ACIMA DE DEUS E DA JUSTIÇA: A PELEJA DE UM PROJETO DE DITADURA EM CURSO CONTRA UMA DEMOCRACIA EM AGONIA

Prof. Dr. Claudefranklin Monteiro Santos

Em outubro do ano passado, o país ficou em polvorosa quando o então Ministro do Supremo Tribunal Federal, Marco Aurélio de Mello reanalisou o habeas corpus do traficante André Oliveira Macedo, o André do Rap, e decretou a sua soltura. Bandido bom é bandido solto? Vá saber! Nos últimos dias, a bola da vez é o deputado Daniel Silveira, pivô de uma querela tensa e perigosa para os destinos da democracia brasileira, envolvendo o mesmo STF e o senhor Jair Bolsonaro, até então presidente desta nação.
Condenado por maioria absoluta (10 x 1) a perder o mandato, ficar inelegível e a 8 anos e 9 meses de prisão, o deputado carioca, 39 anos, policial militar (PTB), Daniel Silveira, que vinha “usando” tornozeleira eletrônica, simplesmente não se mostrou nem um pouco preocupado com a questão, sobretudo agora que Jair Bolsonaro lhe concedeu perdão e graça, segundo a Constituição. Fato ainda em questionamento pelas várias instâncias jurídicas, tais como OAB, especialistas do Direito e o STF.
Se fosse nos tempos em que essa turma de Daniel Silveira defende, tempos do AI-5, por exemplo, que ele defende abertamente, portanto, pratica crime contra a democracia, ancorado numa pseuda “liberdade de expressão”, certamente ele estaria preso, a ferros, e pendurado, quem sabe, num pau de arara. Não. Graças a Deus, os tempos são outros e esse pessoal se vale da civilidade democrática para tripudiar da lei, das autoridades jurídicas, da Constituição, da democracia e do próprio povo. Se meu pai tivesse vivo, ele diria: “Não tem homem nesse país não, prá prender esse valentão?”
Feitas estas considerações, amplamente discutidas em todos os meios possíveis, do botequim aos principais jornais, telejornais e redes sociais do país, o que está em jogo, de fato, não é o destino de Daniel Silveira ou mesmo de Bolsonaro. É o destino de algo que nossos pais e avós reconquistaram com muita luta e sangue: a DEMOCRACIA. Notadamente quando esta voltou a figurar em nossas vidas em 1985 e, de fato e de direito, a partir de 1988.
Sinceramente, não quero deixar para meus dois filhos este país que aí está: cada vez mais pobre, doente, desacreditado, truculento, violento e intolerante. O país dos bombados valentões, sem juízo e sem bom-senso.
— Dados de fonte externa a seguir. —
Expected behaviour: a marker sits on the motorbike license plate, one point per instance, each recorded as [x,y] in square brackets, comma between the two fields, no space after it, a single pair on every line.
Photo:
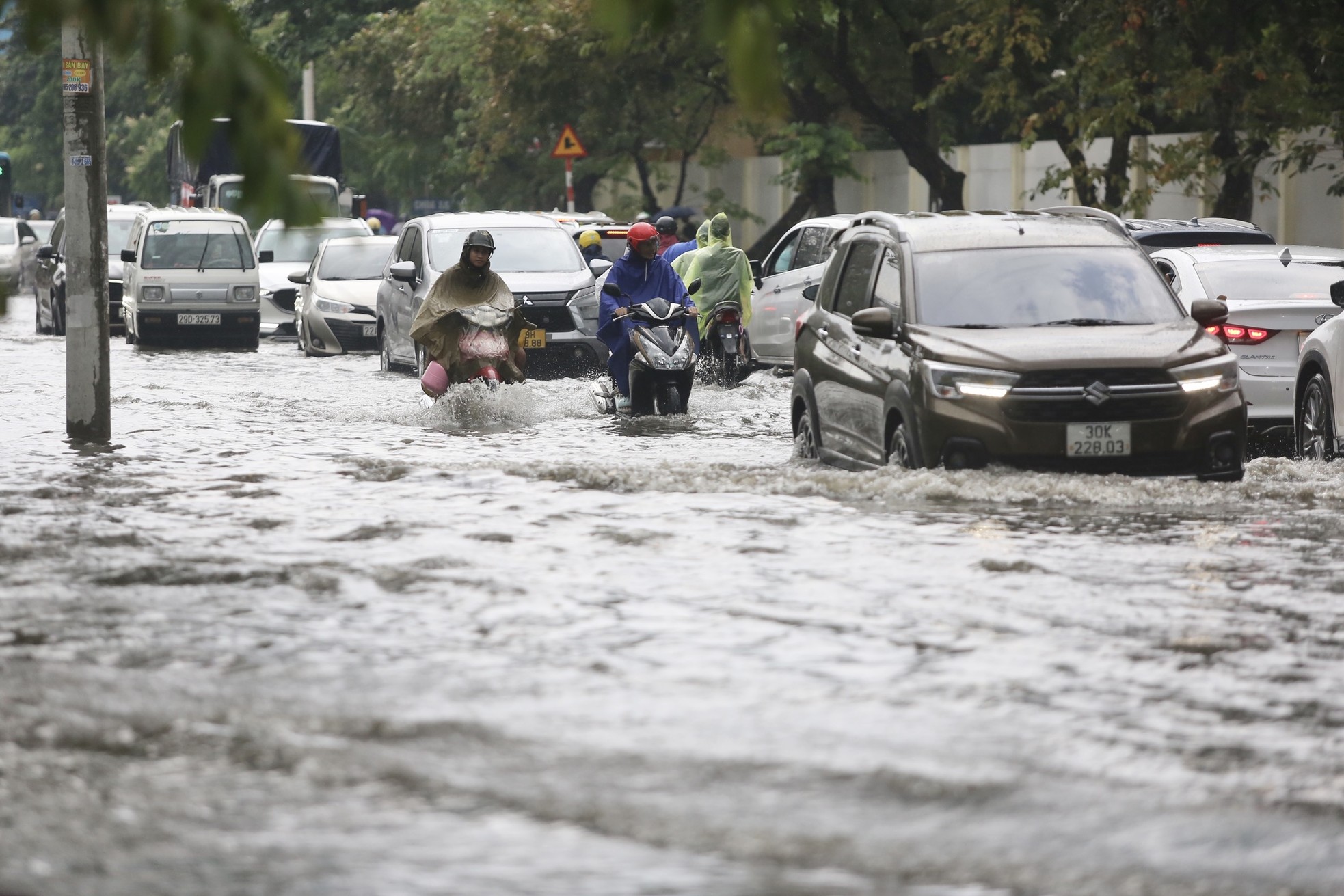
[1097,439]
Uma nação que diz estar abaixo de Deus, mas se arma cada vez mais até os dentes e acima do pescoço. Que mata seus índios, suas florestas e as oportunidades de emprego e renda para os jovens e adultos esfomeados.
É bem verdade que as eleições estão há pouco meses de nós. Mas, a julgar por toda essa onda de desrespeito às leis e às instituições, temo que estas estejam ameaçadas e já vimos esse filme antes em alguns dos momentos mais difíceis da História do Brasil, onde 1964 e 1968 simbolizam o auge de tudo aquilo que não quero e não queremos para tempo algum: de supressão da liberdade.
Não esta liberdade propalada pelo presidente da República e por seu assecla-mor de plantão. Mas a liberdade que entende e respeita os limites. Que entende que do outro lado está alguém que mesmo pensando diferente de mim, é um ser humano que merece respeito, bem-estar, assistência, dignidade, saúde, emprego, renda e proteção do Estado.
“Deus me proteja de mim e da maldade de gente boa” (Chico César).